The mother of a 17-year-old killed by French police said she blames only the officer who shot her son for his death, a tragedy that has sparked three consecutive nights of destructive unrest and revived a heated debate about discrimination and policing in low-income, multi-ethnic communities.

The boy, Nahel, was shot dead during a traffic stop Tuesday morning in the Paris suburb of Nanterre. Footage of the incident filmed by a bystander showed two officers standing on the driver’s side of the car, one of whom fired his gun at the driver despite not appearing to be in any immediate danger.

The officer said he fired his gun out of fear that the boy would run someone over with the car, according to Nanterre prosecutor Pascal Prache.

“I don’t blame the police, I blame one person, the one who took my son’s life,” Nahel’s mother, Mounia, told television station France 5 in an on-camera interview.

Prache said that it is believed the officer acted illegally in using his weapon. He is currently facing a formal investigation for voluntary homicide and has been placed in preliminary detention.

Despite calls from top officials for patience to allow time for the justice system to run its course, a sizable number of people across France remain shocked and angry, especially young men and women of color who have been victims of discrimination by police.

That anger has, for three nights in a row, given way to violent protests across the nation.

Ahead of another expected night of unrest, French Interior Minister Gerald Darmanin said 45,000 policemen would deploy across France on Friday, and that he is also mobilizing more special units, armored vehicles and helicopters.

Some 917 people were detained following overnight violence on Thursday, including 13 children, Darmanin told French TV channel TF1.

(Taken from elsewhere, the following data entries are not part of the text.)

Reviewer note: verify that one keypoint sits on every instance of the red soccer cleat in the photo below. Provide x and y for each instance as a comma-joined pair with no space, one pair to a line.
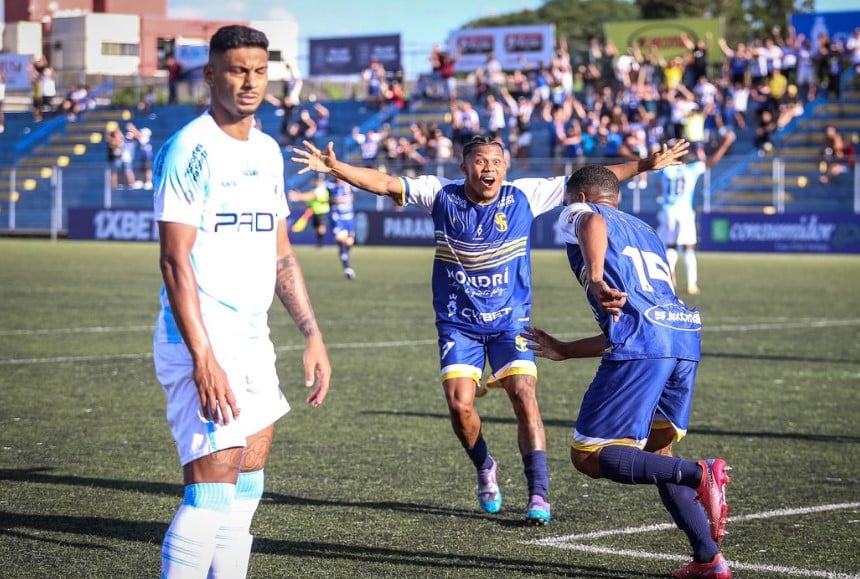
716,569
712,494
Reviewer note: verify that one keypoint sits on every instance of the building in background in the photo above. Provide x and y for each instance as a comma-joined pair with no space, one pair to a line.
92,38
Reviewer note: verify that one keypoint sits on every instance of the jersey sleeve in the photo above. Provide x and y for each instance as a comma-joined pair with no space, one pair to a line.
568,219
543,194
421,191
181,171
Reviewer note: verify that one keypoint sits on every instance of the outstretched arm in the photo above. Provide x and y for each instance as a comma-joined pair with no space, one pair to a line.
664,157
594,240
550,347
365,178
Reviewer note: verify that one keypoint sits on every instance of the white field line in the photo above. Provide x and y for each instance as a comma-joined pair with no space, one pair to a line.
764,326
571,542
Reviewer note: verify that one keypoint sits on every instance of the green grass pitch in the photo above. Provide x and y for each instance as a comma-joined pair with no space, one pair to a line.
373,483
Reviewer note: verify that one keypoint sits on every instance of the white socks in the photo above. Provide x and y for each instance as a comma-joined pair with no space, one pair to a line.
189,543
233,540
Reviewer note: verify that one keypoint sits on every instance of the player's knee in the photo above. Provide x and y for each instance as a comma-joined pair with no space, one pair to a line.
660,441
460,403
586,462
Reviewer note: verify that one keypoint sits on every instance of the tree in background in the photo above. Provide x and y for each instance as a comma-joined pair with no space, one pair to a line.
578,20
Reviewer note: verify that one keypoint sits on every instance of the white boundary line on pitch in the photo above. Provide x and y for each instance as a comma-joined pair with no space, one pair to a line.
570,542
802,323
773,323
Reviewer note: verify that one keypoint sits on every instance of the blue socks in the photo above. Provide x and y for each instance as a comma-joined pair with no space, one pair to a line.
537,473
480,454
629,465
681,503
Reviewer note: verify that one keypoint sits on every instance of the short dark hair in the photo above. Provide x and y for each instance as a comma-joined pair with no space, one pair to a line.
591,179
237,36
480,141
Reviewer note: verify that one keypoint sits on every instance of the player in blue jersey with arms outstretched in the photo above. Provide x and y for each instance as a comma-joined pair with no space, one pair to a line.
676,220
343,222
482,290
639,401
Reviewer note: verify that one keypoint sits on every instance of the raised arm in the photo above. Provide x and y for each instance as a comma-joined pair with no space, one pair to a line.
364,178
664,157
715,157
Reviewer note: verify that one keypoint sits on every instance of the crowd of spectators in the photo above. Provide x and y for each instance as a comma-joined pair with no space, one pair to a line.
130,153
621,103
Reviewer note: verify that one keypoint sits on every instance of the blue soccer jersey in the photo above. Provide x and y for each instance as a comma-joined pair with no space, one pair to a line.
482,266
342,209
654,322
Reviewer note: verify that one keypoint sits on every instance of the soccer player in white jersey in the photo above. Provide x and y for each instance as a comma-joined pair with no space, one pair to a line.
650,343
221,210
482,290
676,220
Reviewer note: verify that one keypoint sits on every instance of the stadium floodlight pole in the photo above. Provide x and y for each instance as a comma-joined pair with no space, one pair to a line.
13,195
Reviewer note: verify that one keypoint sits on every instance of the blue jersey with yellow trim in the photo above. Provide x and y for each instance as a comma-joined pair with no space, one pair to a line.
654,323
482,267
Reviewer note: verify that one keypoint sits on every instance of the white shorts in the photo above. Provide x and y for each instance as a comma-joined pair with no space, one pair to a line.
250,368
677,227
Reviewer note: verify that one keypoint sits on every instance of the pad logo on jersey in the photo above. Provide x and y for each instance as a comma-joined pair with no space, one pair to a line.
195,163
245,221
675,317
521,344
501,222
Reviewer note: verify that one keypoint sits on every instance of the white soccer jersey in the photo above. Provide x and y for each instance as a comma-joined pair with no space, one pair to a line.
232,191
679,185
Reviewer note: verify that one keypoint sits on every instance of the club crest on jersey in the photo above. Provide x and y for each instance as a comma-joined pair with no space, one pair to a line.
501,222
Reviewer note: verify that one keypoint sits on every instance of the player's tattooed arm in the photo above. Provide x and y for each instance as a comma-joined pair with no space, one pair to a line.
291,290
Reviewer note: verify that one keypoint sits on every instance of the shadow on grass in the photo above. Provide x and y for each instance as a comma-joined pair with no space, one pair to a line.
11,525
44,476
774,358
828,438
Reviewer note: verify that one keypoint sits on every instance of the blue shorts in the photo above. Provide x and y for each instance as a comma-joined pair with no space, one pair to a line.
629,397
464,354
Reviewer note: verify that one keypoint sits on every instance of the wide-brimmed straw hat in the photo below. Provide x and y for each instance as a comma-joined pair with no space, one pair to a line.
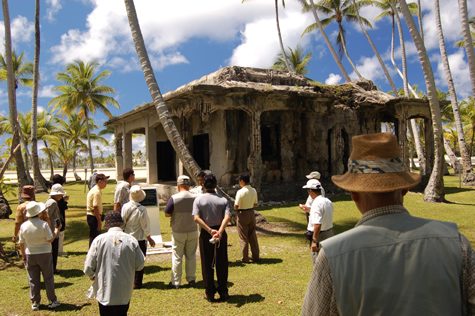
137,194
34,208
375,165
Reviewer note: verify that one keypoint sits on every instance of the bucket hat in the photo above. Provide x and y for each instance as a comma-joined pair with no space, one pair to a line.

The death of the young man “cannot justify the disorder and the delinquency,” the minister added.

Confrontations flared between protesters and police in Nanterre on Thursday, where a bank was set on fire and graffiti saying “vengeance pour Nael” (using an alternative spelling of his name) was spray painted on a wall nearby.

Overseas French territories have also witnessed protests. A man was killed by a “stray bullet” in Cayenne, capital of French Guiana, during riots on Thursday.

Scars from three days of protests were clear in the suburb on Friday, as was the acrid smell left behind by burning detritus, which was being removed. Streets remained charred where burning cars used to be, with patches of graffiti calling on justice for Nahel and insulting the police. Near the site of a pitched battle with police, a smattering of dug-up bricks, tear gas canisters, rubber bullets and metal barriers remain splayed about.

Across the country, 200 government buildings were vandalized on Thursday night, according to the French Interior Ministry.

All “large-scale events” in France have been banned as of Friday afternoon, and bus and tram services across faced a nationwide shutdown ordered for 9 p.m. on Friday evening.